Véronique Blanchard, donne voix aux “mauvaises filles et mauvaises graines” (titre d’un autre de ses livres) des années 50. Une loi de 1945 laissait espérer pour elles un traitement plus bienveillant. Mais il y a loin de la loi théorique à son application.
“Vagabondes, voleuses, vicieuses” vont rester — au-delà même de leurs “folle” (souvent bien peu néanmoins) adolescence — sous strict contrôle.

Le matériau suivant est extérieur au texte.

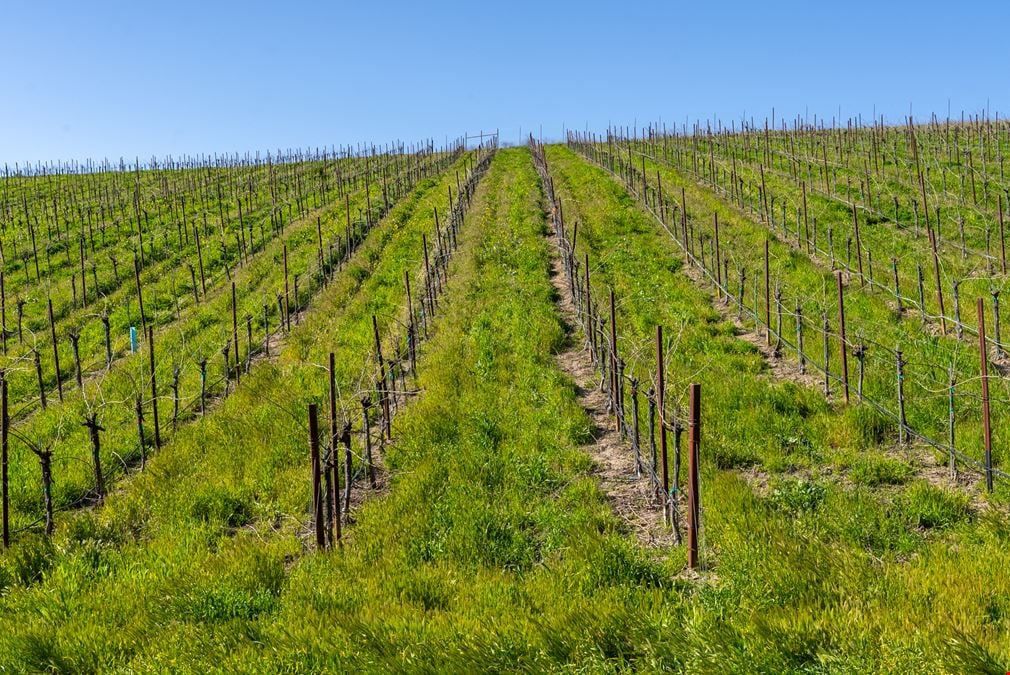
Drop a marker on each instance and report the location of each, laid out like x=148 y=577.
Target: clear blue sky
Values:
x=110 y=79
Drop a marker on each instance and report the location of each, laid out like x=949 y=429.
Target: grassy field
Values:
x=491 y=543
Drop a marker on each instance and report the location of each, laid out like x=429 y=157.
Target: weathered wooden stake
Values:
x=694 y=444
x=841 y=335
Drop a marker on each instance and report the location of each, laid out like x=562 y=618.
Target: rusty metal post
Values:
x=154 y=387
x=841 y=335
x=694 y=443
x=316 y=487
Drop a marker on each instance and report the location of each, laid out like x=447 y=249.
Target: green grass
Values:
x=204 y=538
x=494 y=548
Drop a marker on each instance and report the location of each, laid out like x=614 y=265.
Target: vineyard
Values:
x=707 y=398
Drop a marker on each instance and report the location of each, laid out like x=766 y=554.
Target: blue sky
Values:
x=125 y=79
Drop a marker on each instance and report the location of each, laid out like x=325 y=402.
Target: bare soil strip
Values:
x=632 y=499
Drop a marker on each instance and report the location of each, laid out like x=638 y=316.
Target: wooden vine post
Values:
x=661 y=391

L’historienne — responsable du Centre « Enfant en justice » de l’école nationale de Protection Judiciaire de la Jeunesse - livre des témoignages passés sous silence. Pour un même méfait, une fille était condamnées à cinq ans de rétention au moment où les garçons s’en tiraient avec moins de 2 ans.
Preuve que la loi était celle du genre.
La notion de déviance joue implicitement comme arme de contrôle social sur la femme. Pour autant, en dépit de ses témoignages des années 50, ce livre n’a rien de vintage.
Et les mots des « mauvaises filles » permettent de comprendre comment les juges pris dans leurs normes restent le bras rigide d’une société patriarcale qui refuse de comprendre qu’elle est en partie coupable de cette délinquance juvénile de milieux souvent défavorisés.
Les dossiers que l’auteure sort sont « saturés de sexes » et c’est bien ce qui semble faire problème à une époque où le “deuxième sexe” reste résolument second. Mais ces filles des années 50 ne sont-elles pas des préfiguration des voix des féministes des années 60–70 ?
Grâce à leur poussée “underground” va se défaire la construction des normes que la justice et les assistantes sociales firent perdurer dans ces années de plomb.
Preuve que ces blousons noirs en jupon étaient des “enragées” avant la lettre.
jean-paul gavard-perret
Véronique Blanchard, Vagabondes, voleuses, vicieuses (adolescentes sous contrôle, de la Libération à la libération sexuelle), éditions François Bourin, coll “Genre”, 2020.